Comme dans Call of Duty 2, prendre quelques dommages n'est pas mortel. Il suffit d'attendre pour récupérer de la vie. La différence est qu'au lieu de mourir quand on se prend trop de dommages, on perd juste un carré de vie sur quatre. Comme on peut récupérer un carré en trouvant une trousse de soin et que le jeu n'est pas avare en trousses, il est difficile de claquer. L'avantage est que ça incite à la prise de risques et à se prendre pour un super soldat. L'inconvénient est que la durée de vie en prend un coup. En mode normal, il faut entre six et huit heures pour boucler le jeu. L'ouverture des niveaux, la présence d'objectifs secondaires cachés et les récompenses sous forme de médailles pour différentes actions incitent à recommencer l'aventure mais cela reste très mince comme motivation, d'autant plus que le jeu comporte un grand nombre d'imperfections.


MoH nous casse l'airborne


L'IA en fait partie. Les soldats sont agressifs mais réagissent de manière étrange. On retrouve quelques comportements stupides comme les soldats qui se succèdent sur la même MG42 et qu'on aligne les uns après les autres. Certains font la même animation en boucle et d'autres restent carrément bloqués. Le moteur physique (Aegia) projette joliment les corps lors d'une explosion mais on assiste à des réactions bizarres lors des impacts de balle. Par contre, la partie graphique est une grande réussite. L'Unreal Engine 3 affiche des tonnes de polygones et des niveaux très vastes sans que ça rame, le tout avec des temps de chargement très courts. Comme d'habitude chez EA, les animations sont impeccables. La BO symphonique assure le grand spectacle et compense avec les bruits des armes qui s'échelonnent de "classiques" à "franchement nuls" : mention spéciale pour la Thompson qui fait un bruit de machine à écrire.

Configuration de test : Core 2 Duo T7400, Geforce Go 7950 GTX avec 512 Mo de ram vidéo, 2 Go de Ram, XP.
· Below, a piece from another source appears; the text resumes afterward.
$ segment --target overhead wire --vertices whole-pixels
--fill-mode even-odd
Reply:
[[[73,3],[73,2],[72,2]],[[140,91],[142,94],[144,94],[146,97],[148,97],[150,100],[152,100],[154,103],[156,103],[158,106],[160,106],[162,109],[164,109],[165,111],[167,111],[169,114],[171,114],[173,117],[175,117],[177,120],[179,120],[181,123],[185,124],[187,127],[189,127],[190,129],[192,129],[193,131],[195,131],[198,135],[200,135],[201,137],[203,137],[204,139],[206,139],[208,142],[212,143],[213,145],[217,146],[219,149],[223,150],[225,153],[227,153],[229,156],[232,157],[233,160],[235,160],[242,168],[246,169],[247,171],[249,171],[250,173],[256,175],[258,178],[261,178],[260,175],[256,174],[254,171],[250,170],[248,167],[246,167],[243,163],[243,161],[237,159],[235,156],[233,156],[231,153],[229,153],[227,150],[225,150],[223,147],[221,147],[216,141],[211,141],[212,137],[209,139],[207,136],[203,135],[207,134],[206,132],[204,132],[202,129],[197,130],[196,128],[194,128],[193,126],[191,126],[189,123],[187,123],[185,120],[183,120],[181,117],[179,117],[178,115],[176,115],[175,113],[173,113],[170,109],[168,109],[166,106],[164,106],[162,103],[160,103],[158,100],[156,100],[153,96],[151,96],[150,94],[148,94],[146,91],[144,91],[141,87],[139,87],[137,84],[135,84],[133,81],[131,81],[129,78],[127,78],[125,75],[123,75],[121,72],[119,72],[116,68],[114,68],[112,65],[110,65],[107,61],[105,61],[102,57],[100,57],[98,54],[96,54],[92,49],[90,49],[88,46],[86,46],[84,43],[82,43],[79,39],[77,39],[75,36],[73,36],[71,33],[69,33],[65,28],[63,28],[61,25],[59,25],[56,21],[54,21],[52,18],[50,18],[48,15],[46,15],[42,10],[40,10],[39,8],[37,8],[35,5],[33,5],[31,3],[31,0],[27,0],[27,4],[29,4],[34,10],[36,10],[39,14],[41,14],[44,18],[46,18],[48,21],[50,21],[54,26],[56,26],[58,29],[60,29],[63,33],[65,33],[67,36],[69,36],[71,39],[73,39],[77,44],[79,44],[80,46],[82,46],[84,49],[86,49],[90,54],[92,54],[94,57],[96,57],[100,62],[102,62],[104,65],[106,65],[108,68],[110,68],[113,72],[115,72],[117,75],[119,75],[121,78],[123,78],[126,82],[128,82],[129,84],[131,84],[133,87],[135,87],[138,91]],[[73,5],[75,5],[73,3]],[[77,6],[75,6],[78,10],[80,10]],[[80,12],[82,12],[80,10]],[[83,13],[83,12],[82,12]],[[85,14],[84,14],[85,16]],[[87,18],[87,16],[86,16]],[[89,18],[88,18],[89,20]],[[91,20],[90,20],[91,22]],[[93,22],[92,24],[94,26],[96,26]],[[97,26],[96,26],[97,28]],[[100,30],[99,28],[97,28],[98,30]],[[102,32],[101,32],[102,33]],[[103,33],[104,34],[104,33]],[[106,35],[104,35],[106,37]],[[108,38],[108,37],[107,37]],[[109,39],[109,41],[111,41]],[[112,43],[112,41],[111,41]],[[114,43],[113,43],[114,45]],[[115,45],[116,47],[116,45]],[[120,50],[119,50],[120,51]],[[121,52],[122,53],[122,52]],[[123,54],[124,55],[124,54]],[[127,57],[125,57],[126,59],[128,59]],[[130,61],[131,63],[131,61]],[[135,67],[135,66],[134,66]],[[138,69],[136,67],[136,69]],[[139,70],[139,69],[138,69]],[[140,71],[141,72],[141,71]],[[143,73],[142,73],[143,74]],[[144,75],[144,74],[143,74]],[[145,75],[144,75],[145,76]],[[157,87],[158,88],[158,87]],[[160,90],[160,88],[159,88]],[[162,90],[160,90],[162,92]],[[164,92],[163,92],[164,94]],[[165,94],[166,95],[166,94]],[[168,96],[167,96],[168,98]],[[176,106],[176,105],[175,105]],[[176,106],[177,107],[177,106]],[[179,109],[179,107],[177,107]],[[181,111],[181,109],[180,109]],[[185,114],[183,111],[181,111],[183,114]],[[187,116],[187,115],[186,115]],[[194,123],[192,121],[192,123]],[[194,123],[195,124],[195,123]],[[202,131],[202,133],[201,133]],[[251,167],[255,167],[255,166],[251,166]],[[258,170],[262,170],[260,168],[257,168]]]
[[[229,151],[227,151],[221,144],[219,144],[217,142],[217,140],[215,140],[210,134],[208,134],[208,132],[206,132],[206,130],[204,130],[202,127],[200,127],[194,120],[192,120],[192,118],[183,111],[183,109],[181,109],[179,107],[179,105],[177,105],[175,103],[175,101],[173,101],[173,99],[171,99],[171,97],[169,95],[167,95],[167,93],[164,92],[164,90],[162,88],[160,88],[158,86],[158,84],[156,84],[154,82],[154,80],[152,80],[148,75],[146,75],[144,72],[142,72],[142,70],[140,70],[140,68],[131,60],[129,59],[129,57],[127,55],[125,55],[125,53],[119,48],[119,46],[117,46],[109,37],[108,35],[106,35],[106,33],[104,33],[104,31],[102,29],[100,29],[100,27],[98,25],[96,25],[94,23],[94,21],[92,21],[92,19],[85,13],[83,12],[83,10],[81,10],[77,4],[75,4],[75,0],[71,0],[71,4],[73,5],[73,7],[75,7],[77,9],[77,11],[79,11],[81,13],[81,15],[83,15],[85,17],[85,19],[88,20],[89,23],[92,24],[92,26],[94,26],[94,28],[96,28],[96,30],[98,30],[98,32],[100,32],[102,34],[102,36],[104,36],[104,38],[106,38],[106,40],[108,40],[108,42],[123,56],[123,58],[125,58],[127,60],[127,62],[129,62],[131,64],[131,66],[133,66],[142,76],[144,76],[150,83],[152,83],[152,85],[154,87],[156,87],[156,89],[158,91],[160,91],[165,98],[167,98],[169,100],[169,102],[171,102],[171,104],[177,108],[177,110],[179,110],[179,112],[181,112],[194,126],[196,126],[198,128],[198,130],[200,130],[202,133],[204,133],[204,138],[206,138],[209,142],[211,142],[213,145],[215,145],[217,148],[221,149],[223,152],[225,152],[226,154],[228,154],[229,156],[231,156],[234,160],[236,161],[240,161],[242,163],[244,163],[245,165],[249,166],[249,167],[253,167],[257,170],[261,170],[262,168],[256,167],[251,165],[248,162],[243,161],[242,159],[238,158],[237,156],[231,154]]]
Sans être le shoot de l'année, Medal of Honor : Airborne reste une bonne surprise. Même si le jeu n'est pas très original une fois la phase de parachutage passée, on passe un bon moment en flinguant du nazi par centaines, l'enrobage graphique aidant bien à l'immersion. Mais l'expérience se termine beaucoup trop vite pour qu'on puisse vous conseiller de vous jeter dessus au prix fort, surtout avec les mastodontes qui vont sortir dans peu de temps. En attendant de voir ce que le jeu donne en multi, on regrettera enfin l'absence de mode coop.